The staff all thought he had gone home sick, so he hadn’t been disturbed.

He was just as she’d left him, sitting at the desk with his head in his hands. He hadn’t even turned on his desk light but the anguish in his face when he looked up to her would stay with May for ever.

‘She’s just been moved to ICU.’ May dragged a chair over and sat beside him. ‘She has some fractured ribs and a small hairline fracture to the skull, but…’ James knew the score, but he still needed to hear it. ‘She did make some movement when her temperature came up but Khan was worried she was about to convulse, so he’s keeping her paralysed and intubated for forty-eight hours. She’s had a CT, which shows cerebral swelling, but really…’

‘We won’t know for a while,’ James finished for her.

‘No, we won’t. But, James…’ She took his hand, because she cared about him, and because he really didn’t need false hope, she made herself say it, ‘It really is minute by minute at the moment. She’s very unstable. Khan’s not optimistic about her chances and neither is Abby. We’re just hoping her parents get here soon. According to the papers in her car she was here in London for an interview. The police just contacted her next of kin—her parents.
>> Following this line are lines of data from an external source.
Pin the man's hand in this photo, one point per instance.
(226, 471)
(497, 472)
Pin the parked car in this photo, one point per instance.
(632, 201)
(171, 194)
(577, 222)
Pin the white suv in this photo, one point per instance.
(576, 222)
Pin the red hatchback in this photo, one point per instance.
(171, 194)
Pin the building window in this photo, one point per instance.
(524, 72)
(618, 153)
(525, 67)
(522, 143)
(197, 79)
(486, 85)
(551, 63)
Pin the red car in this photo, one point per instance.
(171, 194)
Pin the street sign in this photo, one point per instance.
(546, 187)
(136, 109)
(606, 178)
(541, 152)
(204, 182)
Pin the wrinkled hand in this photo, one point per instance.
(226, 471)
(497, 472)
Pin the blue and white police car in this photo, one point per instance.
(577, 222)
Apparently they’re on their way.’

‘Great!’ There was a bitter note to his voice that May had never heard from James before.
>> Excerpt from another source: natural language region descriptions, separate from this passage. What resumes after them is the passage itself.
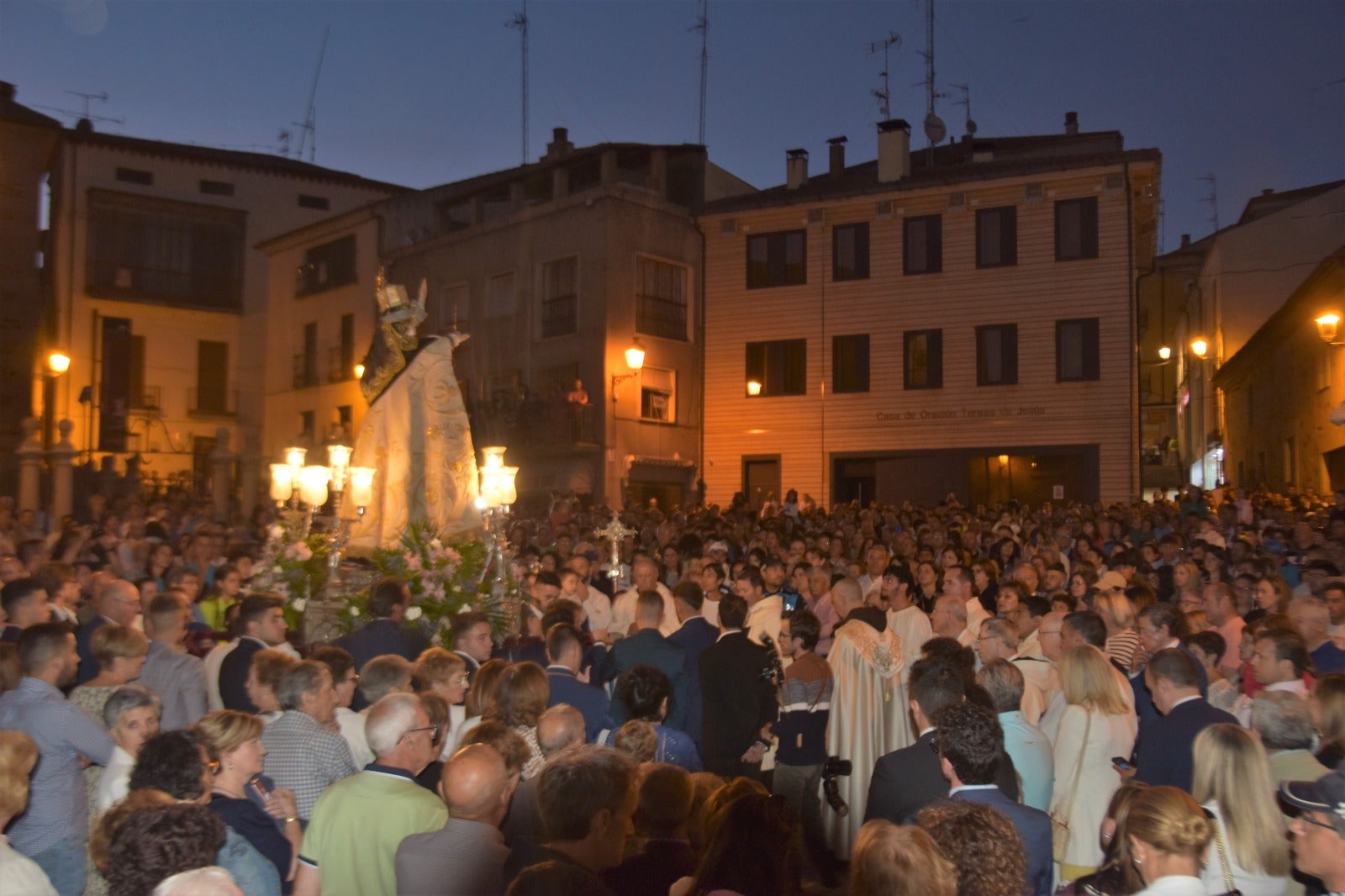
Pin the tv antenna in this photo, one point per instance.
(884, 96)
(966, 101)
(703, 26)
(1212, 199)
(935, 128)
(309, 127)
(520, 22)
(84, 109)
‘I’m sorry, James.’ May patted his arm then rubbed it, hating to see him like this. ‘You obviously know her.’

‘I haven’t seen her in ten years… I knew something was up, though not with her, of course, but since I got back from the accident…’ His logical, analytical mind just tripped at that point. ‘I knew something was wrong, I knew something wasn’t right—it just doesn’t make sense.’

‘It does to me,’ May said. ‘How many times have we had babies brought in a whisper from death because their mums suddenly woke up to check them, or daughter who popped into their dad’s for no real reason only to find him on the floor…’

‘I just knew something was wrong.’

‘And you were right,’ May said, but she couldn’t hold back any longer, she just had to know who this pale red-haired beauty was. ‘Have you worked with her?’ May asked, frowning because she would recognise most of the doctors who had been through the department and certainly Lorna, with her stunning hair, would have stood out, except May couldn’t recall her at all.

‘I knew her from medical school.’

‘That’s right—you went to medical school up in Scotland. Was she in your year?’

James shook his head. ‘No, she was a couple of years below me.’

Even though he was sitting down he still looked as if he was about to pass out and May knew that Lorna must have been more to him that a fellow student a couple of years his junior. One of the downsides of working in Emergency was when friends or relatives came in unexpectedly, and she’d been on duty when James’s own father had suffered a heart attack, yet still he had held it together that day.

He wasn’t holding it together now.

‘Did you used to go out with her?’ May asked gently.

‘A bit more than that.’ James’s voice was suddenly urgent. ‘I need to go and see her, before her parents get here.’

‘Of course,’ May said. ‘I’ll walk up to ICU with you.’ Only she couldn’t hold back the question that was on her mind any longer. They were just past the canteen and turning left for the lifts when May finally cracked and asked what she wanted to know. Yes, she was curious, but it wasn’t just that that had her probing. She wanted to help James just as she did with any friend or relative of a critically ill patient—and to do that, it would help to know.

‘Who is she, James?’

It took till they were in the lift and heading upwards toward ICU for James to answer.